5.1.2 The Web-orientated model

XVR allowed us to prototype a 3D real-time application quickly, where the different models previously obtained have been integrated in order to set up a Web3D-orientated model. Once the VRML models had been converted to AAM files, we obtained different, independent 3D thematic representations of the Pisa coastal plain landscape i.e. land use, lithology, known sites and archaeological predictive model. At this point, all of the previously obtained data had to be integrated in a virtual environment in order to be visualised with a typical web-browser (it should be stressed that so far only Internet Explorer is supported via ActiveX Control, although Firefox and Chrome can run it via the 'IE View' NPAPI extensions and more extensive support to other browsers/platform is currently under development). For this reason, all the data were imported inside XVR Studio, the Integrated Development Environment which enables the building of a VR application and then embedded in a web page, with dedicated HTML code automatically added by the IDE.

Series of screenshots from XVR model

Select the image above to view the model in a new window [Instructions]. A small activeX plug-in is required. For non-IE users, use the 'IE View' NPAPI extensions (available for Firefox and Chrome users).
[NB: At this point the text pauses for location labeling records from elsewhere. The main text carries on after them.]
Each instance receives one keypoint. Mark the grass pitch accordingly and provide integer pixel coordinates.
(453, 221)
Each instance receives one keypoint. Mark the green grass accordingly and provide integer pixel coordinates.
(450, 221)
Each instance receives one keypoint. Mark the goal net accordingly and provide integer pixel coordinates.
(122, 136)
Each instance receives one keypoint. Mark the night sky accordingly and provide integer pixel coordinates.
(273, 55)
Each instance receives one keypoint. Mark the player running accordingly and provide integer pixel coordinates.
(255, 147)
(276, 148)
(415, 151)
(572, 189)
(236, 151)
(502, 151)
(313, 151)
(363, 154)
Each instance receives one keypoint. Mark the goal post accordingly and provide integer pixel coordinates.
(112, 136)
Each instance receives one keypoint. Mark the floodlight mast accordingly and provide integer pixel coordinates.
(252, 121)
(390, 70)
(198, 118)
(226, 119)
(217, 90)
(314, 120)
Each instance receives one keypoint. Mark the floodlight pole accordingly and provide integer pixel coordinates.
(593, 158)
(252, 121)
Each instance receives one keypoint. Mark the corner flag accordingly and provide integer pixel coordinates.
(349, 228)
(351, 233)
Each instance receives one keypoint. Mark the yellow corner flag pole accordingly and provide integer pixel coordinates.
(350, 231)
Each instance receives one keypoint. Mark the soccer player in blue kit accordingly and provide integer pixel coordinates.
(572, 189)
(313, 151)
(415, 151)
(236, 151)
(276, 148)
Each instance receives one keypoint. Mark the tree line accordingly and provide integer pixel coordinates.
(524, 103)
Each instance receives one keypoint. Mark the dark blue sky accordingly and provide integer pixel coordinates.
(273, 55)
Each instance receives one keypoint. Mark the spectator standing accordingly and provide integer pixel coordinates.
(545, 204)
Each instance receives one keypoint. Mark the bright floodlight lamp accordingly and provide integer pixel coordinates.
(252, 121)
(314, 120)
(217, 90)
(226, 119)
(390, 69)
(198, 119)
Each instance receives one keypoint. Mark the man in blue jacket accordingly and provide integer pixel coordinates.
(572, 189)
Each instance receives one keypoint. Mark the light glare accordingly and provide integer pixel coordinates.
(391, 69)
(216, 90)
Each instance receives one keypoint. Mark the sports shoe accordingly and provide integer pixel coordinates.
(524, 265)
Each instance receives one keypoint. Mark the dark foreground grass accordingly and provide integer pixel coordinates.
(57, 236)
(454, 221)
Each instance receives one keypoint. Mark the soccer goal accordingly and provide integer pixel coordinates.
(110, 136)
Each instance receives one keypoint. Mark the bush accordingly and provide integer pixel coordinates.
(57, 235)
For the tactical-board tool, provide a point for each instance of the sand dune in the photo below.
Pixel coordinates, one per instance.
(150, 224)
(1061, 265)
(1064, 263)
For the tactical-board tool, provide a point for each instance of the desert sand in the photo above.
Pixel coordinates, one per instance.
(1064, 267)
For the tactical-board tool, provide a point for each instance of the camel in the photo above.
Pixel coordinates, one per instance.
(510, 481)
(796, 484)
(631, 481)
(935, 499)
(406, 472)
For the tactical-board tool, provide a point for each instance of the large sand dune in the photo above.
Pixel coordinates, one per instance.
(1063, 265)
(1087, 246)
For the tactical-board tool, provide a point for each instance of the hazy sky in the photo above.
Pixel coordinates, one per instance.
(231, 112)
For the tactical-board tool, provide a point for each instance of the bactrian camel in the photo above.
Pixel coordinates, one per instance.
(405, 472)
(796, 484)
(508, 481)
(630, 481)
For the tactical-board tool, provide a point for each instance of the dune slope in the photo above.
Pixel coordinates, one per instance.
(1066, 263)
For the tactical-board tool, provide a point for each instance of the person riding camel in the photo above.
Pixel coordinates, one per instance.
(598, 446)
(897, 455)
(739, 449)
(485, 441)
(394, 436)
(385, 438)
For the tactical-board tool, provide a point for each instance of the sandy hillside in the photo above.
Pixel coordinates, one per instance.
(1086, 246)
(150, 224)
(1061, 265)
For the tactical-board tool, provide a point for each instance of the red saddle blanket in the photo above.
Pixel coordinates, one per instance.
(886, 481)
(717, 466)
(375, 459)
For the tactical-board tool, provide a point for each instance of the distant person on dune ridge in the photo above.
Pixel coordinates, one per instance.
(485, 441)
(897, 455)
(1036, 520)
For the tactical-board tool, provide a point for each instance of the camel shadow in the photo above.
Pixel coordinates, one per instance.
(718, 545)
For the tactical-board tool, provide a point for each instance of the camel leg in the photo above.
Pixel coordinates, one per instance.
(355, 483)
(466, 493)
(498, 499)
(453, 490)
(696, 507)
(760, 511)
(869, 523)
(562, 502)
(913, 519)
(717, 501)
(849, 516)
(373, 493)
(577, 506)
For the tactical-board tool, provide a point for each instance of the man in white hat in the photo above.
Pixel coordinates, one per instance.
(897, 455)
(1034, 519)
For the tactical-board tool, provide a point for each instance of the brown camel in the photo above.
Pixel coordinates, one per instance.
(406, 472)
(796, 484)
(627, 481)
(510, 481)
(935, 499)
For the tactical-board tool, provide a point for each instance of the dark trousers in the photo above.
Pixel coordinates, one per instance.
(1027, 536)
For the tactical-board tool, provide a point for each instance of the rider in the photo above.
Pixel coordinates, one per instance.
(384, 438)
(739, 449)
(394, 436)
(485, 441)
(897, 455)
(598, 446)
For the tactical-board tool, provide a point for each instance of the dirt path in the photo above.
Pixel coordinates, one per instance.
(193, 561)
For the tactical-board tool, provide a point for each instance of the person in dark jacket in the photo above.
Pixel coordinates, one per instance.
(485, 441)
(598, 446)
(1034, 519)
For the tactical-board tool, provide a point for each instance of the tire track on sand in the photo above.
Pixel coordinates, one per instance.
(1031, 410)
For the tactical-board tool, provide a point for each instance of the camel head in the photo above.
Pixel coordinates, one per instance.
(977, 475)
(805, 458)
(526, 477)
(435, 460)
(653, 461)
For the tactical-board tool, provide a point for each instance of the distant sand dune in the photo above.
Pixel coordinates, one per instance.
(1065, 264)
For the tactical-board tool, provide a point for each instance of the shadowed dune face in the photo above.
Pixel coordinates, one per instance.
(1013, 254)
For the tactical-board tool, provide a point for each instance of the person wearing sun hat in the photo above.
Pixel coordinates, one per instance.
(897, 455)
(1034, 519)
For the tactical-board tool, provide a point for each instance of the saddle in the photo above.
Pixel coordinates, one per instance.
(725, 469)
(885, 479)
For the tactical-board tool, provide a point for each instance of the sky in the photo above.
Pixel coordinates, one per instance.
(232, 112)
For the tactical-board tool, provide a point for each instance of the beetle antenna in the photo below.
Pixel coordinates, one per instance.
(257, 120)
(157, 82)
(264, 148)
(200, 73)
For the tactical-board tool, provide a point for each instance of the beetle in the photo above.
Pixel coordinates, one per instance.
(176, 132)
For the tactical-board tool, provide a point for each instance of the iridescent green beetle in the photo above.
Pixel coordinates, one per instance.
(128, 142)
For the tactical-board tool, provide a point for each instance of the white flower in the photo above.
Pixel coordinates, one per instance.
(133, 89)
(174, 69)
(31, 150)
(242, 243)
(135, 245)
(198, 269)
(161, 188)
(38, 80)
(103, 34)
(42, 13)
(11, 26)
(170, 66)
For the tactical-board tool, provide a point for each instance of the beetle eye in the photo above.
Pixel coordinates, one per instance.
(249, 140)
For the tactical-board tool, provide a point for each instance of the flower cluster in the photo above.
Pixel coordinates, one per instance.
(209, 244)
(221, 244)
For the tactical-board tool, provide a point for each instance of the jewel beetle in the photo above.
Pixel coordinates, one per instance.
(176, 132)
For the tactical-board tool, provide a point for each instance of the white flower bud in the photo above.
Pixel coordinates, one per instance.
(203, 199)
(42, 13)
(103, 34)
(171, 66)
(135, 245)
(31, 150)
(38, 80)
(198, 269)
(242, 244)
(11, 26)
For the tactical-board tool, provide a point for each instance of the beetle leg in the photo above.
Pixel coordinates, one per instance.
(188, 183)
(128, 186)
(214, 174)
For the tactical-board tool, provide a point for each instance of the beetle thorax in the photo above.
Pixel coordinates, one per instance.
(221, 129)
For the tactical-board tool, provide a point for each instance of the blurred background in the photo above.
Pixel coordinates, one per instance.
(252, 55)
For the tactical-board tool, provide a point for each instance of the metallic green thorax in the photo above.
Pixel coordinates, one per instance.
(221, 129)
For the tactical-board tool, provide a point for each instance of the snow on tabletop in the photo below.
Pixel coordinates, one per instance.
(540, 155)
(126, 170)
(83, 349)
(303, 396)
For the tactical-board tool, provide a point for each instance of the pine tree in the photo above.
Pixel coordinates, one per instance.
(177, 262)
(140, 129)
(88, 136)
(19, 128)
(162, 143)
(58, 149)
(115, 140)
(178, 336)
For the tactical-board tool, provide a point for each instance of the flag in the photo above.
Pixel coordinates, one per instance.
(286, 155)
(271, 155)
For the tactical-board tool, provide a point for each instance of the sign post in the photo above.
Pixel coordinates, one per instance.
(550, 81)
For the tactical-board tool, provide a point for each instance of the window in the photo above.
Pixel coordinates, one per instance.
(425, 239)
Once the functions related to the interactive visualisation of the model had been defined, by means of a VR-orientated scripting language, the application was compiled in a bytecode that will subsequently run on the XVR Virtual Machine and visualised in the 3D graphics context embedded, as previously described, inside the web page. As for the Pisa coastal plain model, we decided to visualise and experience it in two different ways: a passive and an interactive mode. As a matter of fact, the purpose was to test the process by presenting the model at an international conference, where an off-line installation was set up in order to let people experience such a model either by passively watching it or by navigating and moving into the virtual environment almost without any limitation, just by dragging the mouse. Users were also able to switch through different thematic layers, such as land use and archaeological risk maps (via function keys).